Sure, and NASCAR has underutilized
corporate logos.
In 2005, Sillerman, chairman and CEO
of CKX, Inc., a publicly traded entertainment company, bought 85 percent of
Elvis Presley Enterprises. When you see the words “billionaire,” “Elvis,” “full
potential,” and “publicly traded” in the same story, you can bet that revenue
enhancement is on the way. And that could mean an end to one of the sweetest
vestiges of the annual Elvis Week celebration in August, the Images of Elvis
contest.
The Times story says “the
fate of the impersonators was still undecided.”
I have no illusions about the purity
of the Elvis legacy. But the annual Elvis contest in Memphis, the Super Bowl of
such things, was a nice event — thanks to co-founder Ed Franklin, the earnest
and highly respectful contestants, and the indulgence of Memphis-based Elvis
Presley Enterprises. The guardians of the Elvis legacy are vigilant, but the
contest was good marketing and contestants were given free rein to have their
fun, entertain, and make a modest or even a comfortable living. The airport
Holiday Inn ballroom was an unpretentious venue, the admission ticket and drinks
were reasonably priced, and spectators got to mix and mingle with the faux Elvi
before and after the competition.
The ETA, or Elvis tribute act, is an art form. As with any art form, there are
bad practitioners, hacks, and grand masters. In 2000, the winner of the Images
of Elvis contest was first-time entrant Ryan Pelton, who bears such an uncanny
resemblance to the young Elvis that he has effectively put all other ETAs in the
position of competing for second place. It is like trying to be taller than Yao
Ming. Pelton has parlayed his act into a nice career, with appearances all over
the country and a spot on The
Weakest Link television program,
which, according to his Web site (RyanPelton.com) earned him $137,500.

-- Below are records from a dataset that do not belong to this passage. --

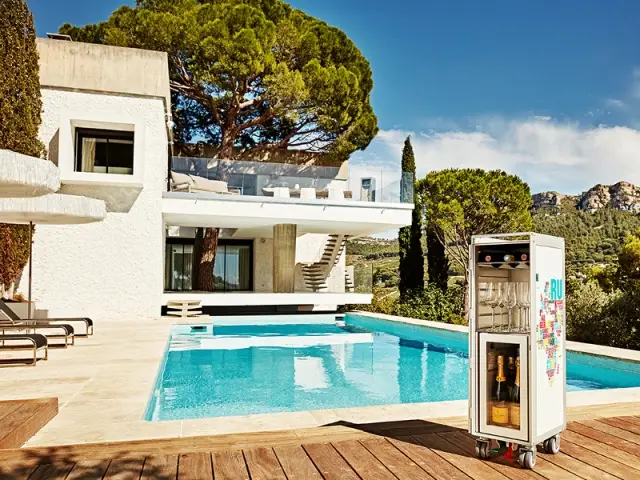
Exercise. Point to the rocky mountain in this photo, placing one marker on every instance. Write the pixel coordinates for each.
(623, 196)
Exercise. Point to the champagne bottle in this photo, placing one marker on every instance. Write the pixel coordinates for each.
(500, 409)
(511, 375)
(514, 409)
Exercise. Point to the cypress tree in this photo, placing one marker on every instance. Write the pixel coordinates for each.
(437, 262)
(411, 259)
(20, 107)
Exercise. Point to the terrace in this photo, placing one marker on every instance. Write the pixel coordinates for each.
(102, 385)
(258, 195)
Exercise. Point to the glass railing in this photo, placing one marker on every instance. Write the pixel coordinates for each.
(306, 182)
(359, 278)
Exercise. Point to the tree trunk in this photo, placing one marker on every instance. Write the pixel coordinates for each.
(226, 146)
(465, 298)
(206, 258)
(437, 262)
(198, 244)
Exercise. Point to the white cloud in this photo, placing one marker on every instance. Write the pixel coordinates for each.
(635, 83)
(548, 155)
(614, 103)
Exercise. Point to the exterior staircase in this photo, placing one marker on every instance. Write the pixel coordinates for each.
(315, 274)
(349, 285)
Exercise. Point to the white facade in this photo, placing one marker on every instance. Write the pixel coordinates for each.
(116, 269)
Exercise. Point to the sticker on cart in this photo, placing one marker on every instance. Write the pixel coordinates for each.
(549, 329)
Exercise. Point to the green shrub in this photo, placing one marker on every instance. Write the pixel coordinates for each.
(20, 107)
(431, 304)
(586, 306)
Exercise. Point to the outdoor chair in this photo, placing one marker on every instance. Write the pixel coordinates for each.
(13, 322)
(308, 193)
(336, 194)
(25, 341)
(183, 182)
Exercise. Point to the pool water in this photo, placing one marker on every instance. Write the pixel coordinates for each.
(248, 365)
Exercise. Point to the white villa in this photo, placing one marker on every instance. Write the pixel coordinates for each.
(107, 125)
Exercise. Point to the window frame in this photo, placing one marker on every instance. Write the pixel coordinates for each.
(221, 242)
(102, 134)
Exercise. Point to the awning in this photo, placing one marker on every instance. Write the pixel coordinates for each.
(24, 176)
(53, 209)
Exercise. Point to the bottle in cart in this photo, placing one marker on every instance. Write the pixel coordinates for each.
(511, 375)
(514, 406)
(500, 407)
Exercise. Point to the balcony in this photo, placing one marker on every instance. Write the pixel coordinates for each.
(253, 197)
(283, 180)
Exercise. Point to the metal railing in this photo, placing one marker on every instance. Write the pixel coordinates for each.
(307, 182)
(362, 277)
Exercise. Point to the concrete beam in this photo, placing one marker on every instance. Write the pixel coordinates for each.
(284, 258)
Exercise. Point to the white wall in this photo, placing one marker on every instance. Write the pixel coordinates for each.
(309, 248)
(113, 269)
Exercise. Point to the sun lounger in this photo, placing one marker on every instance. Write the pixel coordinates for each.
(25, 341)
(62, 331)
(14, 318)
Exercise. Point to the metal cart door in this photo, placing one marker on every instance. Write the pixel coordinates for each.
(510, 421)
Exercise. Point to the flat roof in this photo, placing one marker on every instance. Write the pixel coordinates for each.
(103, 68)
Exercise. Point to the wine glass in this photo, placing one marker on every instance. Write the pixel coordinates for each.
(486, 296)
(524, 301)
(501, 291)
(510, 300)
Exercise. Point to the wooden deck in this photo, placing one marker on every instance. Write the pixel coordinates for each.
(21, 419)
(601, 448)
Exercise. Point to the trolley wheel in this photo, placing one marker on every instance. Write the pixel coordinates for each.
(527, 459)
(482, 449)
(552, 445)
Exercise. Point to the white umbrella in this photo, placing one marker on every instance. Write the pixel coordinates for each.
(54, 209)
(24, 176)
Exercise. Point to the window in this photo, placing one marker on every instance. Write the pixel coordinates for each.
(104, 151)
(178, 265)
(232, 271)
(232, 268)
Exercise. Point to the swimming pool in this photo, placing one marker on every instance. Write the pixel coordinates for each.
(293, 363)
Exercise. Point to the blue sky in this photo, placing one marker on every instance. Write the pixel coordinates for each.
(549, 90)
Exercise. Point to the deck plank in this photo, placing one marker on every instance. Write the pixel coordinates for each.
(396, 461)
(606, 438)
(195, 466)
(429, 461)
(331, 465)
(263, 464)
(296, 463)
(553, 472)
(623, 423)
(601, 448)
(52, 471)
(125, 468)
(161, 467)
(612, 430)
(508, 468)
(601, 462)
(21, 423)
(473, 467)
(89, 469)
(229, 465)
(362, 461)
(23, 468)
(573, 465)
(8, 407)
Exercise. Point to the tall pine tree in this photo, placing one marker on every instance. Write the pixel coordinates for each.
(20, 107)
(411, 259)
(437, 262)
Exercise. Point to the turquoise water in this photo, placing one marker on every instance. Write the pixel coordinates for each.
(263, 366)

He was fun to watch and pleasant to
talk to as he explained how he had sidetracked a career as a graphic designer
for his singular calling and given up trying not to look like
Elvis.
“When I went into the Marine Corps
after high school, they shaved my head and people said I looked like a bald
Elvis,” he said. “When I grew my hair long, they said I looked like a
long-haired Elvis.”
Pelton tours with Elvis chums D.J.
Fontana and the Jordanaires. Beneath him are several strata of less talented
Elvis impersonators with fan clubs, photos, and regular paid gigs. It is not
hard to see how all this could get seriously weird, with batallions of lawyers
and agents for Sillerman’s company taking on the first-chop imitators or
“authorized Elvis entertainers” with lawsuits and injunctions and orders to
comply or cease and desist in their hands.
I hope it doesn’t happen, but it’s hard to imagine that it
won’t. Sillerman paid more than $100 million for his stake in Elvis Presley
Enterprises, and public companies are all about wringing every dollar of revenue
from every possible source. If he follows through on his plans, Whitehaven and
Graceland will get a nice bump in investment. But somewhere a lad dreams of
letting his sideburns grow out, donning a jumpsuit, and belting out Jailhouse Rock in
front of a bunch of screaming women in an airport hotel ballroom on a Saturday
night in Memphis — or in a lounge somewhere else in the American heartland.
Please keep the dream alive, Mr. Sillerman.